At dawn Ismail would leave the khan with those failed, broken creatures, exiting from the mangled wooden door of the hotel. They’d all move watchfully, a pack of people who had known nothing but hardship, grief, and moral depravity, swearing, fighting, and stealing. If the police arrested Ismail — for theft or drunkenness or skipping out on his restaurant bill, teasing a girl, or fighting with a prostitute — he would spend the night at the police station, but the inhabitants of the khan would do their duty toward him. They’d treat him with great kindness and generosity, give him money, and bring him food and drink. When he returned to the khan they’d steal his food, drink, and money, and return to their usual selves — dirty, shabbily dressed, hungry, poor, nasty, and most often unemployed. As soon as one of them found work he’d disappear for a while only to return when he lost his job.
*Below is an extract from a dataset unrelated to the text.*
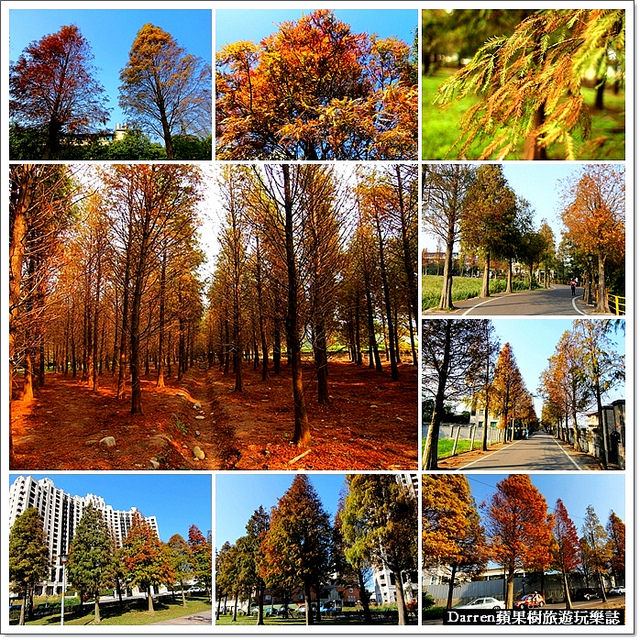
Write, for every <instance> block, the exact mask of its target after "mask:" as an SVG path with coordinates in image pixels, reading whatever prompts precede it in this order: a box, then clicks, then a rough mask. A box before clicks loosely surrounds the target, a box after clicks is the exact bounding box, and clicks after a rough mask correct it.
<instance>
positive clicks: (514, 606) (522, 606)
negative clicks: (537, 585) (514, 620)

Ismail appeared one day in Mahallet al-Sadriya selling pornographic photographs and pictures of Turkish strippers after having lost his municipal job. He went to Mahallet al-Sadriya every day, in fact, for a particular client who was addicted to this type of photograph. No one paid more money for those photographs than Shaul, though the transactions were never straightforward and were concluded only after lengthy haggling and aggravating delays. Still, he always ended up paying the price Ismail was asking. Lately Ismail had been paying more frequent visits to Shaul’s shop and was spending more time there. He even received money for some photographs he’d brought from one of the Kurds in the khan. The Kurd was a baggage handler at one of Baghdad’s western stations, where he carried the bags of travelers going to Mosul, Basra, or Turkey. Some travelers gave him money, others food, and others gave him dirty photographs to sell. This Kurd was the wealthiest man in the khan. He brought woolen clothes and rare and unique merchandise from Dahuk. He smuggled hash that Ismail ended up getting most of the time, either by raiding his stash at night with Abboud’s help, or by buying it for resale to Shaul.
One day Shaul threw his assistant Salim out of his shop. Salim was a Jew who wore his glasses low on his nose and looked over them at people like a hedgehog. He also spoke through his nose. Salim did not like Ismail. He thought he was a swindler who wanted to take his employer’s money in exchange for worthless paper photographs. This Saturday morning Salim was thrown from the shop and fell on his face in the street. His glasses fell off his nose. Shaul came out behind him steaming with anger. “You betrayed me, Salim! I made you into a human being. Why did you betray me?”